The court’s press release continued:
“He underwent tests, was diagnosed with an infection, and is being treated with intravenous antibiotics.
“His symptoms are abating, he is resting comfortably, and he expects to be released from the hospital in a day or two.
“Justice Thomas will participate in the consideration and discussion of any cases for which he is not present on the basis of the briefs, transcripts, and audio of the oral arguments.”
Clarence Thomas was admitted to the hospital two nights ago with flu-like symptoms, the court said in a press release. He expects to be released “in a day or two.” pic.twitter.com/kKeES7nHw2
— SCOTUSblog (@SCOTUSblog) March 20, 2022
Democrat President Joe Biden has a short window and a slim majority to get a new Supreme Court Justice approved.

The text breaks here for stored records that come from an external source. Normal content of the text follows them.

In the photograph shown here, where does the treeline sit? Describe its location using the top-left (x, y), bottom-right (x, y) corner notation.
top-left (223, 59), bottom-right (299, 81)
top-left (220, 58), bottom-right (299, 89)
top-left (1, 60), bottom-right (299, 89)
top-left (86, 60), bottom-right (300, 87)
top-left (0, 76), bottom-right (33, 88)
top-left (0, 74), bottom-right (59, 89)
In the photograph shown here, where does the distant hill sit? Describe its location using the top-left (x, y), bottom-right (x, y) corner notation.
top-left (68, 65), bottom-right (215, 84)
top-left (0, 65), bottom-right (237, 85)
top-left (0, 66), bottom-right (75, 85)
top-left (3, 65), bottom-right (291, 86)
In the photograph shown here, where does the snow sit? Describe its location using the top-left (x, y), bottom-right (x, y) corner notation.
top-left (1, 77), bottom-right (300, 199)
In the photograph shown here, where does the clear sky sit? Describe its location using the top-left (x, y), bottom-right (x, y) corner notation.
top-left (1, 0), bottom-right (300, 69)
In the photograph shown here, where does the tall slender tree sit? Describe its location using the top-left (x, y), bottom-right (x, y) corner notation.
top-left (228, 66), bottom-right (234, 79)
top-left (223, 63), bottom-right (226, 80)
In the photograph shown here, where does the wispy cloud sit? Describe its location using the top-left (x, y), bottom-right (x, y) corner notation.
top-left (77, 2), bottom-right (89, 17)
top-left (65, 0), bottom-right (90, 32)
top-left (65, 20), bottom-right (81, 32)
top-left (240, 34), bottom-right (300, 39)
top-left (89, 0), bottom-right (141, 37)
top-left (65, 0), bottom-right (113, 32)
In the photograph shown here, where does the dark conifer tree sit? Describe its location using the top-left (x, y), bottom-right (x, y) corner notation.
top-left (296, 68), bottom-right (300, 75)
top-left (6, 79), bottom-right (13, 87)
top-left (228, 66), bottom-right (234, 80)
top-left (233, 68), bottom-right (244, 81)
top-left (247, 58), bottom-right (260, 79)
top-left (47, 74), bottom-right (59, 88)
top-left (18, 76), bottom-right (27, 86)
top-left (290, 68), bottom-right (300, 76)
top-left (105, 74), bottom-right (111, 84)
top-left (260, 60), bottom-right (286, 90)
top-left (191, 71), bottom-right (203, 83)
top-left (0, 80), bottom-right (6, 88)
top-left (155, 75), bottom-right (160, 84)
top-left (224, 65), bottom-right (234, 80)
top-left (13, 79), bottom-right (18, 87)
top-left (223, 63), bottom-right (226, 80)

However, Biden’s nominee is not a sure thing at all.
Senate Minority Leader Mitch McConnell said on Sunday that he had not decided whether to vote for the confirmation of Judge Ketanji Brown Jackson to the Supreme Court, ahead of a week of hearings for the nominee, who would be the first Black woman to sit on the high court.
“I’m going to listen to the evidence,” the Kentucky senator said on CBS’ “Face the Nation.” “I’m going to listen to the hearings.
And by the way, she’ll be treated much better than Democrats typically treated Republican nominees like Clarence Thomas and Brett Kavanaugh,” he added, referencing the two Republican justices who were each accused of sexual misconduct before being confirmed to the court.
McConnell’s language is similar to comments made by others in his party about keeping the hearings respectful.
Though the GOP had not previously signaled any choreographed approach to the confirmation hearings, the tides turned when Republicans started accusing Jackson of being soft on crime when it comes to sex-related offenses — which the White House has denied.
McConnell’s comments follow a one-on-one meeting he held with the nominee, during which he said he raised the question of whether she would support court-packing — or the idea of adding additional seats to the Supreme Court to up the influence of the party that controls the White House. T
he minority leader has indicated that this will be a key issue in the confirmation hearing, though former Sen. Doug Jones, the nominee’s guide for the process, has said Jackson told McConnell that adding seats would be a decision for Congress, not her.